Searches and Seizures in Society



The article that was posted on the New York Times website was about the ruling of a case through police misconduct. The officer pulled over a gentleman, known as Bradley Harrison, who was driving a rented vehicle with over seventy-seven pounds of cocaine in the back of his vehicle. When the police officer pulled him over due to missing a front-end license plate, which is acceptable within the country of Alberta, where you’re not required to have one in the front, he began to proceed on a search on the vehicle where he found the disturbing evidence. As a result, the court system agreed to the police misconduct but not to suppress the evidence that was found in the back of Harrison’s truck (Liptak, 2008). The article goes on about different countries and their methods of police misconduct and how they don’t suppress evidence due to police misconduct. However, the United States tends to be the only country that suppresses evidence immediately after police misconduct has been found, due to the act of the exclusionary rule. The exclusion of evidence should never occur in any case which evidence is found. If police misconduct is found, even if the people have the right from unlawful searches, the officer should be tried for misconduct where he would receive a hearing to maintain his badge or lose it and be required to some sort of training or punishment for the violation of civil rights. As for the victim, the victim should never be released to police misconduct or a violation of their rights. However a strong, reduced sentence for the violation he or she has committed should be sufficient because of the fact that he was still doing something completely illegal in the country’s eyes. As for the exclusionary rule, it should be set to scale depending on the violation. For example, if the officer who performed the misconduct found a small amount of drugs within your vehicle, it should be easy enough to say that it’s not that big of a deal but suggest that they should really receive some help. However if police misconduct is found and you found a bomb in the vehicle lets say, to exclude such evidence towards the individual would be a little harder than the case of a small amount of drugs.
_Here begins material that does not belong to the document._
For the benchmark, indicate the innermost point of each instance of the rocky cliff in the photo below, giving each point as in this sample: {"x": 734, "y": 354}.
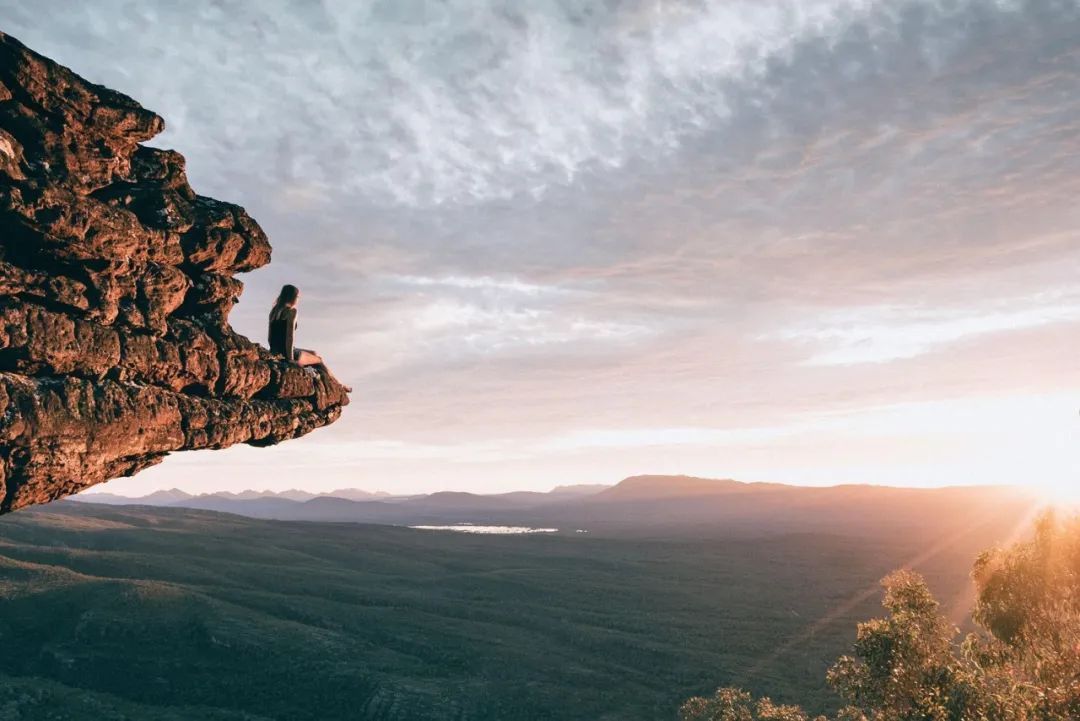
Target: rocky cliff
{"x": 116, "y": 285}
In April 2007, a law enforcement officer heard that a woman, Charlotte Yvonne Turner, who was on parole for having sold drugs, was selling cocaine. Shortly after, the officer pulled her over for driving without a seatbelt, which he later admitted to being a pretext. His intentions were to find drugs. During the stop, he searched her and found a large sum of cash. The officer and his partner believed it had come from selling drugs, and they decided to search her house. During the search, they found a loaded gun. They charged Turner with being a felon in possession of a handgun (Carey, 2009). The warrantless search described in this case is a combination of two different forms of an automobile search. The officer both searched the driver and performed a pretext stop. “A pretext stop is one in which police officers stop a car because they suspect the driver is involved in a crime such as drug trafficking, but, lacking probable cause, they use a pretext such as a minor traffic violation to stop the car and search its interior” (Siegel, 2009). Officers are allowed to search the driver and the passenger of a car in order to secure their own safety. The officer did not obtain a warrant due to the fact that he had probable cause at the moment to search Turner. The judge ruled that the search in the home was unlawful, and the Court of Criminal Appeals supported his decision. The Supreme Court then overturned the judge’s ruling and ordered the case back to court. On October 15, 2009, the Supreme Court ruled that “people on probation should not expect the same degree of legal privacy enjoyed by private citizens who have not been convicted of a crime” (Carey, 2009). This ruling increased the power of Tennessee law enforcement, regarding warrantless searches.

The purpose of the Miranda warning is to protect people's fifth and fourteenth amendments. The Miranda Warning means that suspects in custody must be told that they have the following rights:
~"They have the right to remain silent.
~If they decide to make a statement, the statement can and will be used against them in a court of law.
~They have the right to have an attorney present at the time of the interrogation, or they will have an opportunity to consult with an attorney.
~If they cannot afford an attorney, one will be appointed for them by the state (Siegel, 2009).

Example Situations in which a person's illegally obtained statements can still be used against them:
1) If a suspect makes an ambiguous reference to an attorney during their questioning they are not protected under Miranda. This includes saying such as "maybe I should talk to an attorney” (Siegel, 2009).
2) "An attorney's request to see the defendant odes not affect the validity of the defendant's waiver of the right to counsel” (Siegel, 2009). If your friends or family hired an attorney for you for example and you made statements voluntarily even though your family hired an attorney, the statements were made before the attorney arrived and therefore are not affected by Miranda Law.
3) "A suspect can be questioned in the field without a Miranda warning if the information the police seek is needed to protect public safety” (Siegel, 2009). For example in an emergency, if the police ask you where you hid your weapons.


Carey, Clay (2009, October 16). Tennessee police have more power to search without warrants. The Tennessean. Retrieved from http://www.tennessean.com/article/20091016/NEWS03/910160343/-1/RSS05.

Liptak, Adam (2008, July 19). U.S. is alone in rejecting all evidence if police err. The New York Times. Retrieved from http://www.nytimes.com/2008/07/19/us/19exclude.html?_r=1.

Siegel, L.J. (2009). Introduction to criminal justice. Belmont, CA: Cengage Learning.